Esa
chatarra jadeante, réplica de nuestra inquietud, y esos espectros que la
conducen, ese desfile de autómatas, esa procesión de alucinados, ¿a dónde van,
qué buscan?, ¿qué espíritu de demencia los impulsa? Cada vez que estoy a punto
de absolver a los hombres civilizados, cada vez que tengo dudas sobre la
legitimidad de la aversión o del terror que me inspiran, me basta con pensar en
las carreteras campestres de un día domingo para que la imagen de esa gusanera
motorizada me reafirme en mi asco o en mis temores.
En
medio de esos paralíticos al volante que han abolido el uso de las piernas, el
caminante parece un excéntrico o un proscrito: pronto será visto como un
monstruo.
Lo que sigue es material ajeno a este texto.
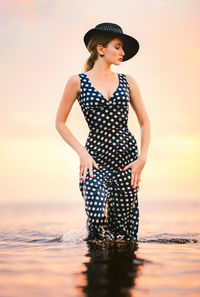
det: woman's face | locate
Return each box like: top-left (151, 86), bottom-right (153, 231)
top-left (98, 38), bottom-right (125, 65)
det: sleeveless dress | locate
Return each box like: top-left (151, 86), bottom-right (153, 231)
top-left (78, 72), bottom-right (139, 241)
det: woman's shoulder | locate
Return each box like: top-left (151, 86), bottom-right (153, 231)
top-left (123, 73), bottom-right (137, 87)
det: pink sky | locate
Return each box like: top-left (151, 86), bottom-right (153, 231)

No más contacto con el suelo: todo lo que en él se hunde se nos ha
vuelto extraño e incomprensible. Desarraigados, incapaces de congeniar con el
polvo o con el lodo, hemos logrado la hazaña de romper, no sólo con la
intimidad de las cosas, sino con su misma superficie.
¿Es
realmente para ganar tiempo que se inventaron esos aparatos? Más desprovisto,
más desheredado que el troglodita, el hombre civilizado no tiene un instante
para sí; incluso sus ocios son enfebrecidos y agobiantes: un presidiario con
licencia que sucumbe en el aburrimiento de no hacer nada en la pesadilla de las
playas. Cuando se han recorrido comarcas donde el ocio es de rigor y donde
todos lo ejercen, se adapta uno mal a un mundo donde nadie lo conoce ni sabe
gozarlo, donde nadie respira.
El
ser esclavizado por las horas, ¿es todavía un ser humano? ¿Tiene derecho a llamarse
libre cuando sabemos que se ha
sacudido todas las esclavitudes salvo la esencial? A merced del tiempo que
alimenta y nutre con su propia sustancia, el hombre civilizado se extenúa y
debilita para asegurar la prosperidad de un parásito o un tirano. Calculador a
pesar de su locura, se imagina que sus preocupaciones y problemas aminorarían
si pudiera «programárselos» a pueblos «subdesarrollados» a los que les reprocha
no entrar «al aro», es decir, al vértigo. Para mejor precipitarlos en él, les
inyectará el veneno de la ansiedad y no los dejará en paz hasta que observe en
ellos los mismos síntomas de ajetreo. Con el fin de realizar su sueño de una
humanidad sin aliento, perdida y atada al reloj, recorrerá los continentes,
siempre en busca de nuevas víctimas sobre quienes verter el excedente de su
febrilidad y sus tinieblas. Mirándolo se adivina la verdadera naturaleza del
infierno: ¿acaso no es ahí el lugar donde el tiempo es la condena eterna?
La
civilización nos enseña cómo apoderarse de las cosas, cuando debería iniciarnos
en el arte de despojarnos de ellas, pues no hay libertad ni «verdadera vida» si
no se aprende a renunciar. Me apodero de un objeto, me considero su dueño, y,
de hecho, sólo soy su esclavo, como también soy esclavo del instrumento que manejo.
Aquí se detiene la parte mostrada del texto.